The HSS is a unique cultural institute of humor and satirical art with an international resonance. It was created on the site of an old leather and tanning factory on April 1, 1972. The architectural design was by Karl Kandulkov. It is a proud successor of the local folklore humor and carnival traditions of Gabrovo - the Bulgarian capital of humor.

The HSS embarks on various activities - it is a museum of laughter, a gallery of the international humorous art, an information center, a place for recreation, a tourist attraction for both the young and the elderly.

Its emblem is the Earth's globe with cat eyes and ears, to "see and hear" the world's humor, and invokes the mascot of Gabrovo - the cat. The goal of the House of humour and satire is to collect, show and popularise the humour of the people in the fields of fine arts, literature and folklore, photography, poster, merry holidays and masquerade traditions around the world.

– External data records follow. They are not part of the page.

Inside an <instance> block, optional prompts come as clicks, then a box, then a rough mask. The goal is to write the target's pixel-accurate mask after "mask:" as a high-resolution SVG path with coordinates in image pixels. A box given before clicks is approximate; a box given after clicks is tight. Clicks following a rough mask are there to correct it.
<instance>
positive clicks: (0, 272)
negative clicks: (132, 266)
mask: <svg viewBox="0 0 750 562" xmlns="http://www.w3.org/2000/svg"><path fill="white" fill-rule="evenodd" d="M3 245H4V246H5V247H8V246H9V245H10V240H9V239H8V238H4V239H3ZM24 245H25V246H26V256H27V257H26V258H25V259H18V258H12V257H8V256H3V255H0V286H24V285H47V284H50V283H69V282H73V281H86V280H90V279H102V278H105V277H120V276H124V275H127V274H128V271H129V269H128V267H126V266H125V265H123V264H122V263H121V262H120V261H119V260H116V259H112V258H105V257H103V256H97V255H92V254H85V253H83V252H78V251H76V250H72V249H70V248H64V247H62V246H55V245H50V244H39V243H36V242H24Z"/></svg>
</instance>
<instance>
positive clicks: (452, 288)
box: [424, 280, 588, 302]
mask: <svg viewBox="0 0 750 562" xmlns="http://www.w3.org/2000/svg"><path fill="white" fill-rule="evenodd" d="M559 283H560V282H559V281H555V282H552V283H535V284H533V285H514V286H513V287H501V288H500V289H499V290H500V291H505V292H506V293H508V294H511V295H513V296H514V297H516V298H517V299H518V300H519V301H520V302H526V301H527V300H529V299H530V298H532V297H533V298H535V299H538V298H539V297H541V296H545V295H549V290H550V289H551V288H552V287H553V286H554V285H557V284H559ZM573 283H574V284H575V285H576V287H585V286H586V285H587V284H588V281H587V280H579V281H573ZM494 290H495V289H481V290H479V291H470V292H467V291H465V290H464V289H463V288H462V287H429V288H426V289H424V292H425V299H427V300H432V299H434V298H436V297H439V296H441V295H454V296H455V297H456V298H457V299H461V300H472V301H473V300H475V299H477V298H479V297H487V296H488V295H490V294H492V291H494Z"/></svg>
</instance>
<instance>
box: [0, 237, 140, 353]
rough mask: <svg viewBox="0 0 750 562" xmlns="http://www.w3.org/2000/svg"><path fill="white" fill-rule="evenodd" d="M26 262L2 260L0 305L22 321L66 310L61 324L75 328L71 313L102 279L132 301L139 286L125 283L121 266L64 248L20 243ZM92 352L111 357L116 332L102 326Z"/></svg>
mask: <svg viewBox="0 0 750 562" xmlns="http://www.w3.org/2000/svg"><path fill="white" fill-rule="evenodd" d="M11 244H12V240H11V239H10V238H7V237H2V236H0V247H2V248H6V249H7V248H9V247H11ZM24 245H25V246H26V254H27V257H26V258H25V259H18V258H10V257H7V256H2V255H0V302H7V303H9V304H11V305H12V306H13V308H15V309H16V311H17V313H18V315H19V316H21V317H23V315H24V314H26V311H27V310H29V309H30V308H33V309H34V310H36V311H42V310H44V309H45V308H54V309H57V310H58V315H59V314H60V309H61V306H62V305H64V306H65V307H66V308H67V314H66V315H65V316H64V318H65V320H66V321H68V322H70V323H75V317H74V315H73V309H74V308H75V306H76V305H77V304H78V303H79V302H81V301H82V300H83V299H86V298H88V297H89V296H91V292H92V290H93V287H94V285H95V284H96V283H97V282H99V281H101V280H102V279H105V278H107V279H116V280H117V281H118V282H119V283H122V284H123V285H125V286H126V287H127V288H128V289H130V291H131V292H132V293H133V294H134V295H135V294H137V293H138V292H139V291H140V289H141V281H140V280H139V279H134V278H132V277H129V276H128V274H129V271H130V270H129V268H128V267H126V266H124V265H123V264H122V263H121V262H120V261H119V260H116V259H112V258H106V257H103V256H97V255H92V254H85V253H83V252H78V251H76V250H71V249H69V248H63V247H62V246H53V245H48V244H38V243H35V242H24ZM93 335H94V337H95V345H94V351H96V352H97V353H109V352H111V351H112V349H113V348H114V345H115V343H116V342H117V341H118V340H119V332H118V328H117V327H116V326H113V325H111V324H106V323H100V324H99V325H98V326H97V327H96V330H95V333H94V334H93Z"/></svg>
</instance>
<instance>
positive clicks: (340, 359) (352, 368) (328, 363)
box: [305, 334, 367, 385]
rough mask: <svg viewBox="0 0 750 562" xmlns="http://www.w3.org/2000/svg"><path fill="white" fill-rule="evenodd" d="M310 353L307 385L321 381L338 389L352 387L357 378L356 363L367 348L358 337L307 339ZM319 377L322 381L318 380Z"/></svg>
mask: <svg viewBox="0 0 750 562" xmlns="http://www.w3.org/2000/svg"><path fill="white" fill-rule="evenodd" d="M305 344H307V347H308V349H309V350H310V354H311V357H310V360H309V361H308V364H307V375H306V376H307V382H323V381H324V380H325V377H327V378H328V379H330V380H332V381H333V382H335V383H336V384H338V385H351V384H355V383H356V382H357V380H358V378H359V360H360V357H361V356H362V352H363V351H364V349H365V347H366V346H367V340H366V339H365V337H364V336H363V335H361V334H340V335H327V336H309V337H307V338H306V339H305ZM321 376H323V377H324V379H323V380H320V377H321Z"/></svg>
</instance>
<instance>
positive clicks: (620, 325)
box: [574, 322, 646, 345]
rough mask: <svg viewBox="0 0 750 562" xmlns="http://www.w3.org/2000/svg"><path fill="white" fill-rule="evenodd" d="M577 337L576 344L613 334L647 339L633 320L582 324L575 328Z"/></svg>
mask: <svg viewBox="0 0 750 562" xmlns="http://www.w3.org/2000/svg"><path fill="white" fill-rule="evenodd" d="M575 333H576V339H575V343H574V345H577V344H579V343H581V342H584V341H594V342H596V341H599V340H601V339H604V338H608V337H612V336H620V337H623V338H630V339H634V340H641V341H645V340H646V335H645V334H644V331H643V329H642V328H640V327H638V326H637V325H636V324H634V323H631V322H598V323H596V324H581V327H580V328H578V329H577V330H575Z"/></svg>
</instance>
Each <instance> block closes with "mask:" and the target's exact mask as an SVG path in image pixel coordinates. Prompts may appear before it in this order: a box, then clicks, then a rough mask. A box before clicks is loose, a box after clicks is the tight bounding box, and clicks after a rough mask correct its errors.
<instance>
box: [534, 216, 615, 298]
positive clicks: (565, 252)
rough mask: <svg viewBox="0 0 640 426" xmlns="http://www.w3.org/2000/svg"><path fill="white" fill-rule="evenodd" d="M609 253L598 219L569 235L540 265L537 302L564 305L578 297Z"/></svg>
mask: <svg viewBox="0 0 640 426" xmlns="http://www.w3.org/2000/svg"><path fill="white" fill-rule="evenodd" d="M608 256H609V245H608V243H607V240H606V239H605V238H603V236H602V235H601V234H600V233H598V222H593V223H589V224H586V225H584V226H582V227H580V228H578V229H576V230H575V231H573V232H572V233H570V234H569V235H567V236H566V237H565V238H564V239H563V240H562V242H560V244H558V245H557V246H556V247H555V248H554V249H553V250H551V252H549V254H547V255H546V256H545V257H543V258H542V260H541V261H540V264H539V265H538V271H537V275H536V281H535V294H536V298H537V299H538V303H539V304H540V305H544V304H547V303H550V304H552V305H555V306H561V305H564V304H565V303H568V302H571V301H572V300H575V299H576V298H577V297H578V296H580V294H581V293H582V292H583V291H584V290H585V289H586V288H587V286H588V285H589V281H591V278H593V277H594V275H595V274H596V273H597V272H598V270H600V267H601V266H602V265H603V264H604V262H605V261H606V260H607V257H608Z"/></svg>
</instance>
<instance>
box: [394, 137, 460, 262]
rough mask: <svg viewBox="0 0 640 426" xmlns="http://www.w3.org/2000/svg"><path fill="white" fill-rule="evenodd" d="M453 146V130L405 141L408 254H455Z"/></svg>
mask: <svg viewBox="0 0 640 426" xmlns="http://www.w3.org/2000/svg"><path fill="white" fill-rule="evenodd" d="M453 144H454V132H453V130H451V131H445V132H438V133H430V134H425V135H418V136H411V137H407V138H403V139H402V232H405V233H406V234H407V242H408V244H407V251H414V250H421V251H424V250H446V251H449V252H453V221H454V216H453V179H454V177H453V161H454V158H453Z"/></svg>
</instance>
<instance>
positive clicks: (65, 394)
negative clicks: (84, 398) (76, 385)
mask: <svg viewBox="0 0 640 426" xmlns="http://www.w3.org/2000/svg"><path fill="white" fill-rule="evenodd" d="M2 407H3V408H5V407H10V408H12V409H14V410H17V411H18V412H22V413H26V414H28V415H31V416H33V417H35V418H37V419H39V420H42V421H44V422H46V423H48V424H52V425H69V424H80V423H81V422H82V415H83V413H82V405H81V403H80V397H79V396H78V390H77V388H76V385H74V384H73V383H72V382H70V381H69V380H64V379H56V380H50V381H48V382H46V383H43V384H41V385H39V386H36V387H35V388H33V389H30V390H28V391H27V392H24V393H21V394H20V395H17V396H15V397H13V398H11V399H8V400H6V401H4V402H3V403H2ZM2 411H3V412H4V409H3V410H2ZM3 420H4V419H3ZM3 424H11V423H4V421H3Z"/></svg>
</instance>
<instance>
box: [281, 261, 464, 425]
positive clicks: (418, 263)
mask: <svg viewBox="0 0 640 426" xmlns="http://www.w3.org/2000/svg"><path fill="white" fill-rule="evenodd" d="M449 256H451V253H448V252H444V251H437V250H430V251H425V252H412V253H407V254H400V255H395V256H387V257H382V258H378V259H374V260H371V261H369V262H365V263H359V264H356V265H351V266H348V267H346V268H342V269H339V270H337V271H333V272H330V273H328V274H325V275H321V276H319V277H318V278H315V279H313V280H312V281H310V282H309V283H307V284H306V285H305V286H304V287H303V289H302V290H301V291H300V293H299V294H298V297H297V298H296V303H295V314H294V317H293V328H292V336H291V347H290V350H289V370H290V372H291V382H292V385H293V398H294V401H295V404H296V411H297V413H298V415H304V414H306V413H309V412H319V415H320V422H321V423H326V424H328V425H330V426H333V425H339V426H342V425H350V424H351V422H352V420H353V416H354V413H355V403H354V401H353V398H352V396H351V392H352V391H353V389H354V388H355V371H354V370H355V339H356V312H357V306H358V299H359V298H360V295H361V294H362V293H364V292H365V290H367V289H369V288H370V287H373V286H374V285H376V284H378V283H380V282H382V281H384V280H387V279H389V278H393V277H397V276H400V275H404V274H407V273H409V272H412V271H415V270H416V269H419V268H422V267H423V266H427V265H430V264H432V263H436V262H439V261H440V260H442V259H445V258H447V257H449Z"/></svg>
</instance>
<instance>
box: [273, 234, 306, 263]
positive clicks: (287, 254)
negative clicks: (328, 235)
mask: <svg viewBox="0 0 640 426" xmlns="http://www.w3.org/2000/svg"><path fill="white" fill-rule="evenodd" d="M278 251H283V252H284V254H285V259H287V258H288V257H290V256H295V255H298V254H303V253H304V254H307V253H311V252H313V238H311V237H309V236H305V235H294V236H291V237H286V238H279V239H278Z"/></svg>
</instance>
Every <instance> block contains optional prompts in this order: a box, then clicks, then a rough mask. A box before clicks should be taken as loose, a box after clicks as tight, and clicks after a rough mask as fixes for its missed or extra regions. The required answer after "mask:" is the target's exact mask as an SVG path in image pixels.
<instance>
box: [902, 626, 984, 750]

The House of humour and satire is a veritable palace with its 10 exhibition halls (totalling some 8000 sq. metres), a library, a recording studio, a conference hall, a souvenir stand, a night cafe, and a free parking lot. The House of Humour and Satire offers its guests four floors of permanent expositions (How Gabrovo Became a Capital of Humor, Garden Town, Satire and Propaganda, Mirror Room), temporary exhibitions of humorous art, copper bells, a huge figure of the Gabrovo cat with its severed tail, etc., and a rich museum shop with unique and various products.

Located in the center of Gabrovo, close to the bus station and train station, the House of Humour and Satire welcomes its visitors with happy greetings of favorite humorous characters, whose sculptures are shown in the Park of Laughter. Among them are:
- the famously witty character Hitar Petar (Crafty Peter);
- the greatest comedian of all time Charlie Chaplin;
- the inseparable couple of Don Quixote and Sancho Panza;
- a huge sun dial;
- the strange metal Tower of Babylon.